Have the two of you talked about how you define yourselves? Are you doing this planning solo?
Your wording is curious on the poly issue, Flip side. You say, “She is poly, and I am in agreement,” not “We are poly.” Hmmm. Could it be that you are wearing the poly label until she realizes what a prize you are and forsakes the others for the “real thing?” Do you embrace the concept of polyamoury but dread the work of managing your emotions when your lover loves another? If so, you are in a big club. Poly is not for the emotionally timid, nor for those in unstable relationships.

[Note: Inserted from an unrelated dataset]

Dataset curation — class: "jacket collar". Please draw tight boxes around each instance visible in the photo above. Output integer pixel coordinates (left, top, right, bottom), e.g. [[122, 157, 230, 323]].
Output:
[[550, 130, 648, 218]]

Polyamoury is also not an interchangeable term for dating, which is what monogamous people do until they find the next person with whom they want to be sexually exclusive. Poly folks never give away ownership of their sexuality to anyone else, regardless of their relationship status. Tristan Taormino has just published a great new book on this subject entitled Opening Up: A Guide to Creating and Sustaining Open Relationships. I recommend it highly.
Regardless, I think there is something else happening for you, Flip side. Perhaps you and your friend began by being lovers and then stopped having sex. You were good friends and she, being poly, was comfortable with renegotiating the relationship on those terms. Did you go along hoping she would come around?
Or perhaps you both have watched your friendship grow and deepen over a period of time but are each reticent to express your romantic intentions. Why?
The simple answer to this is, of course, “Talk to her.” The fact that neither of you has done so indicates that this is not the natural flow the relationship is taking.
Whichever way I interpret your letter, you seem to have a different agenda than your friend does. You say you want to move from “fuck buddies to friendship” while your letter reads like you want to be lovers. Are you not already friends?
Or perhaps I’m reading too much into this and a cigar is just a cigar. You may be asking simply how to put the moves on your dear friend.
Simple. Kiss her.
That should change the course of your relationship regardless of where it is now. If she is interested in you romantically, she’ll melt into you and coo into your ear that she’s been waiting for you to give her a sign that you wanted her in this way.
If she wants you to be just fuck buddies, you’ll have a fun romp that will not be romantic, filled with caresses and eye —gazing.
You do know the difference, don’t you?
And if she says, “We have to talk,” well, then, you will have a perfect opportunity to share with your dear friend the information that you have built yourself a little fantasy that you hoped she shared and that she clearly doesn’t.
You needn’t be embarrassed, though the moment will be awkward. She’ll be flattered and, now that the fantasy is no longer being fuelled, you can recover and get back to being good pals.
I don’t know which of my possible interpretations of your letter may be correct, nor do I know how much experience you have in the dating world. I do know that forcing a relationship into a mould it doesn’t fit is asking for disaster.
When you find a woman who is as into you as you are into her, you can revel in the fire and the magic that only that type of mutuality can bring. You deserve that certainty and it is worth waiting for.
Figure this one out, and then go for the real thing.